James Ellroy: Clandestine

“I know you’re a smart-mouth young cop.  I know that’s a roscoe and handcuffs under your sweater.  I know the kind of things you guys do that you think people don’t know about.  I know guys like you die hungry.”

Ellroy’s book promises something too perfect in its first pages.  Our narrator tells us about “the wonder”: a fascination with the depravity, the perversity of the streets.  He lets us know that this is the story of the “last season of his youth”, a rite of passage, where he learns that running alongside “hellishly driven lives in clandestine transit was the wonder–as well as my ultimate redemption”.  These pages promise something unusual: a sort of pulp novel that combines the “literary” quality and grasp of The Great Gatsby.

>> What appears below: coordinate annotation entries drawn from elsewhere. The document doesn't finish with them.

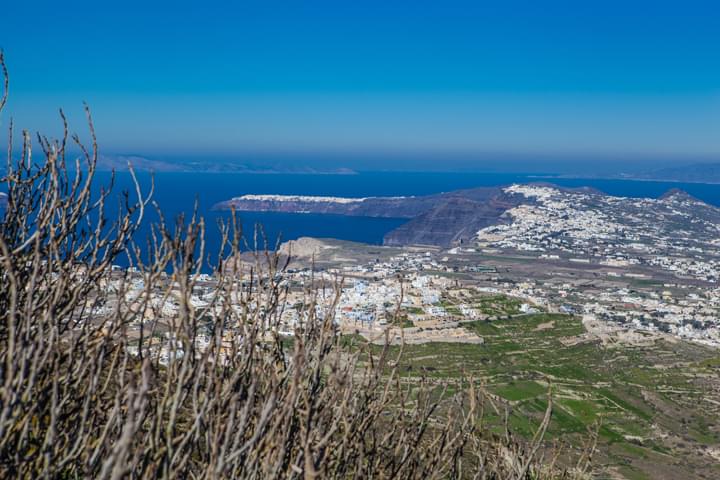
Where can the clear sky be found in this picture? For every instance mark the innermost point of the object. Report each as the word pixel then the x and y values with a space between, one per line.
pixel 220 78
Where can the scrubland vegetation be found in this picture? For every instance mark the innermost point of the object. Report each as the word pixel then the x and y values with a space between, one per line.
pixel 83 393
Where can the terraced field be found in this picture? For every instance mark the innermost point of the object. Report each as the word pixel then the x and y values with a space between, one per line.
pixel 658 404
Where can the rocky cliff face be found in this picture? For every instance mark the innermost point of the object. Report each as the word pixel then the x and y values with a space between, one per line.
pixel 385 207
pixel 454 221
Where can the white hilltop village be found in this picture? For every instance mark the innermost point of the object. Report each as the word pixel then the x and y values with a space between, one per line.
pixel 625 265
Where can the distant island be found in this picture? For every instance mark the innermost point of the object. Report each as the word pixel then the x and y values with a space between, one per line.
pixel 120 163
pixel 455 218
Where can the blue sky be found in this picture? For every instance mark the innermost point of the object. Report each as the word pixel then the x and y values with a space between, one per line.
pixel 632 78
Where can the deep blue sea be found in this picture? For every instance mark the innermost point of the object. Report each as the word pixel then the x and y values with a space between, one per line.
pixel 176 193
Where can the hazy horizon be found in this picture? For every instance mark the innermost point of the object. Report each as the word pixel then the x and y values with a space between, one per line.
pixel 540 87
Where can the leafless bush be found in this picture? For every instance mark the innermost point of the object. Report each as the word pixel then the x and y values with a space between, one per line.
pixel 111 373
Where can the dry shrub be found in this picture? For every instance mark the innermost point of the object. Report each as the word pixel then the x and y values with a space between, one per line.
pixel 108 373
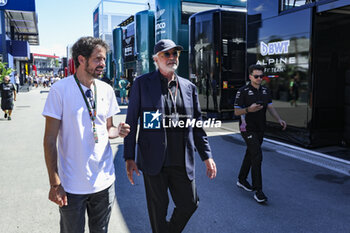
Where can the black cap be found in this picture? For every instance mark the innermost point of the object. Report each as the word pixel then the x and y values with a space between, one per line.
pixel 165 45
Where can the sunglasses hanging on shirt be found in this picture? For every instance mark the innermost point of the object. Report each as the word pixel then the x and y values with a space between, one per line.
pixel 90 96
pixel 258 76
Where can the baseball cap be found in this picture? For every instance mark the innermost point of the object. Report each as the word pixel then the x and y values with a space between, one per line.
pixel 165 45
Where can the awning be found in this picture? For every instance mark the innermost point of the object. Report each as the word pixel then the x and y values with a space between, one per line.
pixel 25 25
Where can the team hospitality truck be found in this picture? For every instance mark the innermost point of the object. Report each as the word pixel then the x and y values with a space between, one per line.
pixel 136 36
pixel 305 51
pixel 217 58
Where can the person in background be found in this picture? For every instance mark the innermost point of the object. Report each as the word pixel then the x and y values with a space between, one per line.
pixel 17 82
pixel 251 103
pixel 8 95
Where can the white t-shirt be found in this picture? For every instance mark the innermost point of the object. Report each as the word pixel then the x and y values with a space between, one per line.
pixel 83 166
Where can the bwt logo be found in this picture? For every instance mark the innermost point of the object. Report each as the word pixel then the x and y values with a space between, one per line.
pixel 3 2
pixel 151 120
pixel 274 47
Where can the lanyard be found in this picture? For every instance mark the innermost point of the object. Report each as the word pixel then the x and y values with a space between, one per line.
pixel 92 116
pixel 173 99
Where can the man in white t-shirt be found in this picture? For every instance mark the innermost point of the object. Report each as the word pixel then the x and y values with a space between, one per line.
pixel 79 116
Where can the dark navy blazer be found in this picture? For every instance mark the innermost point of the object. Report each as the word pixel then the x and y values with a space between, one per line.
pixel 146 96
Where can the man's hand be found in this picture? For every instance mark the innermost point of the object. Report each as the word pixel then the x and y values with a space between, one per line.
pixel 283 124
pixel 130 168
pixel 255 107
pixel 211 168
pixel 123 129
pixel 58 195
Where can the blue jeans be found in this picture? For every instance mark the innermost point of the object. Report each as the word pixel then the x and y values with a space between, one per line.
pixel 98 206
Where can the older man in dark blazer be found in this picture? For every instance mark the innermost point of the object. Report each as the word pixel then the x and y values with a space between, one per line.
pixel 164 104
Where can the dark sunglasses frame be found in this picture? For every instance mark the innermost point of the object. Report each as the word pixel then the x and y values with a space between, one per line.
pixel 175 54
pixel 258 76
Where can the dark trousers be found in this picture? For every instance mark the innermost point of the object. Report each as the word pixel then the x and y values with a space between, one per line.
pixel 98 207
pixel 252 158
pixel 183 192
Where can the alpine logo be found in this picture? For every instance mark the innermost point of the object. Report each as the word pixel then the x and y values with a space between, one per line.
pixel 159 13
pixel 3 2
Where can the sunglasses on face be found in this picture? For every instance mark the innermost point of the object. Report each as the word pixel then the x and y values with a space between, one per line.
pixel 167 54
pixel 258 76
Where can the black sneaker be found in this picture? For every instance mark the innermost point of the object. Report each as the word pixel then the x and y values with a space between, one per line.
pixel 260 197
pixel 244 185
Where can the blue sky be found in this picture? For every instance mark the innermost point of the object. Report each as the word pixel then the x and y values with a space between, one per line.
pixel 61 23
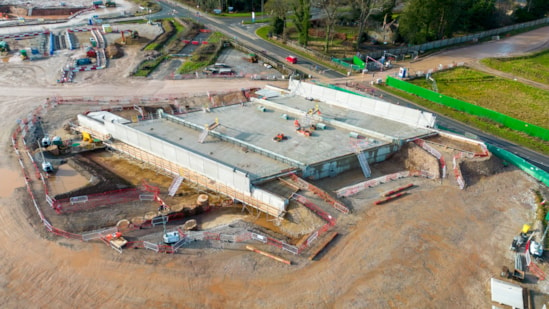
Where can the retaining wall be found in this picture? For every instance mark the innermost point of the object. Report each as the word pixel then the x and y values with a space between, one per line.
pixel 411 117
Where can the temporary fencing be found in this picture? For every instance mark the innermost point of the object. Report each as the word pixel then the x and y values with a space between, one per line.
pixel 90 201
pixel 457 171
pixel 314 208
pixel 354 189
pixel 434 152
pixel 321 193
pixel 98 234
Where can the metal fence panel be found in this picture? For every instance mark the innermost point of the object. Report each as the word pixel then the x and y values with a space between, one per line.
pixel 151 246
pixel 259 238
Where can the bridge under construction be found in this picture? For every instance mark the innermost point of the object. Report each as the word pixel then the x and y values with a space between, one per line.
pixel 308 130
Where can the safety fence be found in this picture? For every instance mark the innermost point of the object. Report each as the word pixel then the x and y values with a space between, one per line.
pixel 524 165
pixel 415 49
pixel 472 109
pixel 20 131
pixel 457 171
pixel 319 192
pixel 356 188
pixel 114 103
pixel 434 152
pixel 22 35
pixel 30 121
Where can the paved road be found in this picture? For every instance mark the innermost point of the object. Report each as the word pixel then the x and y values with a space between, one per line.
pixel 246 34
pixel 537 159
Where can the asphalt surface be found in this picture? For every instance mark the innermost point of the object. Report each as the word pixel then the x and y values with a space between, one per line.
pixel 539 160
pixel 244 34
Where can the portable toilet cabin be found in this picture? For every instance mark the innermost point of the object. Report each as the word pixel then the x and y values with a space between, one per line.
pixel 107 28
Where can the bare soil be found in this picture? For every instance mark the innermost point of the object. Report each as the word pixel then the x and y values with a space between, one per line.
pixel 437 247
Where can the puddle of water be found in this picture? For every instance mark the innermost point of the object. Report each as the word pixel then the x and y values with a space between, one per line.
pixel 66 179
pixel 9 181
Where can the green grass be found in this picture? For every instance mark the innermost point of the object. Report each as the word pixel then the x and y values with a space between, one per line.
pixel 202 57
pixel 240 14
pixel 480 123
pixel 191 66
pixel 216 37
pixel 534 67
pixel 169 31
pixel 505 96
pixel 135 21
pixel 146 67
pixel 258 21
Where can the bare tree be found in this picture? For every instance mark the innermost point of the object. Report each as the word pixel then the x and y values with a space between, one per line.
pixel 330 10
pixel 302 18
pixel 278 9
pixel 366 9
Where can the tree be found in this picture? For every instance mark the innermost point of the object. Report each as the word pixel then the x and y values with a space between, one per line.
pixel 426 20
pixel 329 8
pixel 366 8
pixel 278 9
pixel 534 9
pixel 302 19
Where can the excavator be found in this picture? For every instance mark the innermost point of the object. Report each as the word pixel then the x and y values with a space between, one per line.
pixel 279 137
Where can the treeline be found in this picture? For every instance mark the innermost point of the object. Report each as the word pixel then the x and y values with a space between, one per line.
pixel 415 21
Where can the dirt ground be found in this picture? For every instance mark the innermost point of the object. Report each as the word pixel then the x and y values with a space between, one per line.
pixel 434 248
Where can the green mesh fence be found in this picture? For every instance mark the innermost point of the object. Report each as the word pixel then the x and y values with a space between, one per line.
pixel 358 62
pixel 344 63
pixel 338 88
pixel 469 108
pixel 528 168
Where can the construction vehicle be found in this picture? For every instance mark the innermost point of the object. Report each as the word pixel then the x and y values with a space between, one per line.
pixel 46 165
pixel 279 137
pixel 516 274
pixel 170 237
pixel 116 240
pixel 291 59
pixel 536 250
pixel 252 58
pixel 304 132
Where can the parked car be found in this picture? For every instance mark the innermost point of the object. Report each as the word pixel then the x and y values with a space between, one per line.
pixel 291 59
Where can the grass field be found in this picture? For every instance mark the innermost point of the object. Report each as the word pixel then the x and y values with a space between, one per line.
pixel 495 129
pixel 508 97
pixel 534 67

Like Ellroy himself, the novel isn’t all it’s cracked up to be.  It slowly fades into a dense-plotted thriller that goes from serial killer yarn to family melodrama and ends with the kind of sappy touch that bares no resemblance to the stunning prologue mentioned above.

When you listen to Ellroy, the supposed “demon dog” of American fiction, his attitude and claims create the image of a recluse bad-ass, a man-pervert who peeps and hoots and barks at the sight or mention of attractive dames, a writer who reads no other writers but Hammett and Cain and a few who meet his standard of acceptable.  Of course, this build-up disentagrates too along with his story.  Ellroy, through his protagonist, seems actually very tender towards women (this is not a bad thing; it just runs uneven with his perpetuated myth).

In the end, Clandestine and Ellroy through Clandestine come off as soft. I won’t give up on the “demon dog” but I know when he claims to be the greatest crime writer in American fiction, I can have a damn good laugh.